Trump’s quasi-fascist Presidency-for-profit, Brexit’s lies, Tory election fraud, the cruelty of austerity, Syria – with the world going to hell in an ‘I’ve Spent The Public’s Millions Golfing At Mar-a-Lago’ T-shirt, rock music is finally getting angry again. Cabbage, Vant, Sløtface, Idles and PWR BTTM are launching a new wave of protest rock, and here come Newcastle’s indie-rock Rimbauds Maxïmo Park, charging into the fray with an album “informed by the dire state of world affairs” and full of anthems attacking the refugee crisis, Nigel Farage, benefit cuts and inequality in the style of, well, ’80s funk-pop.

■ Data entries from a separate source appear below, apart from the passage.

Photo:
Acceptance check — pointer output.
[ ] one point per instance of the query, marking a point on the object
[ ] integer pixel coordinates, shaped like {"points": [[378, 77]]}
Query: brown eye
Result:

The problem is ‘Risk To Exist’, with impeccable bad timing, sounds neither fist nor funk. Realising that it was way past last orders for noughties indie rock, Maxïmo successfully incorporated the misty synthpop of early Depeche Mode and Kraftwerk into their indie-lectual romances on 2014’s ‘Too Much Information’, but this sixth album sets out to emulate Prince, Stevie Wonder, Nik Kershaw and Peter Gabriel’s ‘So’. Meanwhile, music’s rising political ire is finding its voice in grime, punk-pop, rap, protest poetry and angry blokes from Nottingham shouting “F**K OFF!” a lot; by comparison, polite synthpop tracks about the disabled being forced into work – ‘Work And Then Wait’ and ‘Make What You Can’ – sound as effective and powerful as a Green Party conference.

As reliably as Maxïmo’s trademark jolt-pop melodies abound throughout, it’s jarring to be expected to groove cheerfully along to ‘The Hero’, the Syrian migrant crisis as imagined by Level 42. Maxïmo fare better when tackling the Foreign Office’s decision to stop search-and-rescue operations in the Mediterranean with an ounce of indie-rock spite on the title track (“How can we not extend a hand into the perilous waters of hell? / Where’s your empathy?” singer Paul Smith argues), equating Farage’s venomous, insidious separatism with bad drugs on the fiery ‘Get High (No, I Don’t)’ or hammering brainless Brexiteers on the Arabian-tinged ‘The Reason I Am Here’. ‘Risk To Exist’ is a cracking post-debate disco record, certainly, but no one ever changed the world over cocktails at Club Tropicana.